Jasmine pushed ahead through a glass door. “I just wish you could keep your boyfriends longer. As soon as I get used to one, you start seeing another.”
Serena caught the door before it swung in her face. “I’m not seeing anyone right –”
“I wanted to go camping in the desert! I didn’t want to waste spring break hanging around Hippie House.” That was Jasmine’s name for the La Jolla beach house Serena shared with two other artists.

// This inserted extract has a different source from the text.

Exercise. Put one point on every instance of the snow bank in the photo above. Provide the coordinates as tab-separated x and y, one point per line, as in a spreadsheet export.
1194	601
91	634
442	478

Serena unlocked the milk-white Chevy wagon she called Penelope. Locking doors was an old habit, left over from her life as Debbie Briggs, before she changed her name. Jasmine brought out regressions like these. “We’ll still go.”
“As if.”
“Come on, we used to go camping.”
“With Dad. A big difference.”
“I know,” Serena said. That was partly why she wanted to go to the desert. No memories of Mexican beaches or Big Sur, no comparisons. No threat of rain and having to tent out a storm. A place Chuck had never been. “We can borrow Zephyr’s tent. It’ll be an adventure.”
“No thanks.”
Serena backed the car slowly. A Porsche hovered for her parking space. “Okay,” she said, tense. “I don’t want to make you miserable. I’ll go alone and you can go back to Chuck right now.”
Jasmine fiddled with the radio.
Serena stopped the car. The Porsche honked five irritated bleeps. “Well?”
Jasmine closed off her eyes with Ray-Bans. “God, Serena, let the Porsche park. I hate indecisive drivers.”
Serena moved ahead. “The desert will be beautiful.”
Jasmine said nothing.
“You could practice your driving.”
Jasmine tipped back her head. “No chanting in the car?”
“No chanting.”
“And no drumming?”
Serena hesitated. “Not near the tent.”
“No drums,” Jasmine insisted.
“All right, no drums.”
“Okay, I’ll go,” Jasmine said. “Just so you don’t space out and die there.”
* * *
Serena liked to begin a trip before dawn, to watch darkness change into light as if she were driving the sun up. Jasmine insisted on stopping at a Denny’s for breakfast.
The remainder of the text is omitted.